I found lots of great ideas to get unstuck and wrote the best ones on index cards to create an Oblique Strategies-like deck. Swipe, share, and add you own in comments.
  • Talk to a monkey - Explain what you’re really trying to say to a stuffed animal or cardboard cutout.

    [Joyce: This is a variation of the classic "What Am I Really Trying To Say?" Sometimes we get so lost in the details of the trees that we can't see the forest we're trying to write about. You can also try explaining your story to a friend in an email. (You don't need to send it.)]

  • Do something important that’s very easy - Is there a small part of your project you could finish quickly that would move things forward?

    [Joyce: In Bird by Bird, Anne Lamont suggests looking at a project one piece at a time. "Bird by bird" as her father suggested to her brother when he had to write a report about birds. A novel can be intimidating but you've "assigned" yourself just to write a description of the main character, that seems more doable.]

  • Try freewriting - Sit down and write anything for an arbitrary period of time—say, 10 minutes to start. Don’t stop, no matter what. Cover the monitor with a manila folder if you have to. Keep writing, even if you know what you’re typing is gibberish, full of misspellings, and grammatically psychopathic. Get your hand moving and your brain will think it’s writing. Which it is. See?

  • Take a walk - Get out of your writing brain for 10 minutes. Think about bunnies. Breathe.

  • Take a shower; change clothes - Give yourself a truly clean start.

  • Write from a persona - Lend your voice to a writing personality who isn’t you. Doesn’t have to be a pirate or anything—just try seeing your topic from someone else’s perspective, style, and interest.

  • Get away from the computer; Write someplace new - If you’ve been staring at the screen and nothing is happening, walk away. Shut down the computer. Take one pen and one notebook, and go somewhere new.

  • Quit beating yourself up - You can’t create when you feel ass-whipped. Stop visualizing catastrophes, and focus on positive outcomes.

  • Stretch - Maybe try vacuuming your lungs too.

  • Add one ritual behavior - Get a glass of water exactly every 20 minutes. Do pushups. Eat a Tootsie Roll every paragraph. Add physical structure.

  • Listen to new music - Try something instrumental and rhythmic that you’ve never heard before. Put it on repeat, then stop fiddling with iTunes until your draft is done.

  • Write crap - Accept that your first draft will suck, and just go with it. Finish something.

    [Joyce: Pretty much the idea behind National Novel Writing Month. When the goal is to write 2000 words a day then what you write becomes less important than just getting words down on the page. And it's amazing the stuff that comes out when the inner editor is on vacation.]

  • Unplug the router - Metafilter and Boing Boing aren’t helping you right now. Turn off the Interweb and close every application you don’t need. Consider creating a new user account on your computer with none of your familiar apps or configurations.
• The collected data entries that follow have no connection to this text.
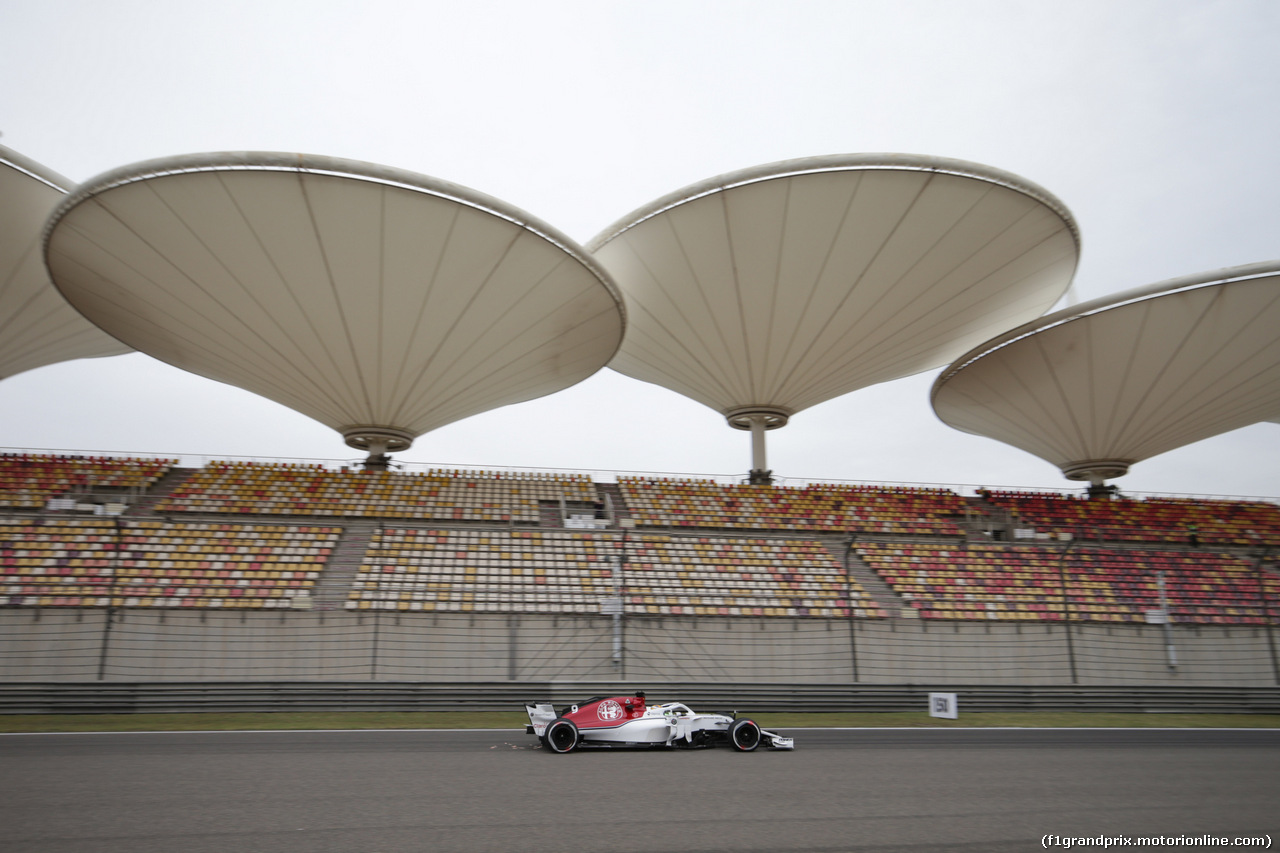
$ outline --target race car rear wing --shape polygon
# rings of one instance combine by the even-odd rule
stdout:
[[[538,737],[542,737],[547,724],[558,716],[555,706],[550,702],[525,702],[524,710],[529,715],[529,725],[525,726],[525,732]]]

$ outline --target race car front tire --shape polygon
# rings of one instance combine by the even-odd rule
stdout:
[[[573,752],[578,745],[578,727],[573,724],[573,720],[556,717],[547,724],[542,739],[552,752]]]
[[[734,720],[729,726],[729,745],[738,752],[753,752],[763,736],[752,720]]]

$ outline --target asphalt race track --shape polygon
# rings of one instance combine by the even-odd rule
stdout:
[[[1041,849],[1050,834],[1280,843],[1280,730],[784,733],[794,752],[565,756],[523,731],[0,735],[0,850],[1000,853]]]

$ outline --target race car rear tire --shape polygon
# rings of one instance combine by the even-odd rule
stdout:
[[[556,717],[547,724],[543,741],[552,752],[573,752],[578,745],[578,727],[573,724],[573,720]]]
[[[752,720],[734,720],[729,726],[729,745],[738,752],[754,751],[762,739],[760,727]]]

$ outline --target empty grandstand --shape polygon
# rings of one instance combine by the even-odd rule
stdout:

  • Write the middle - Stop whining over a perfect lead, and write the next part or the part after that. Write your favorite part. Write the cover letter or email you’ll send when it’s done.

    [Joyce: Another idea is to write something outside of the story: background of a character, a letter from one character to another.]

  • Do one chore - Sweep the floor or take out the recycling. Try something lightly physical to remind you that you know how to do things.

  • Make a pointless rule - You can’t end sentences with words that begin with a vowel. Or you can’t have more than one word over eight letters in any paragraph. Limits create focus and change your perspective.

  • Work on the title - Quickly make up five distinctly different titles. Meditate on them. What bugs you about the one you like least?

  • Write five words - Literally. Put five completley random words on a piece of paper. Write five more words. Try a sentence. Could be about anything. A block ends when you start making words on a page.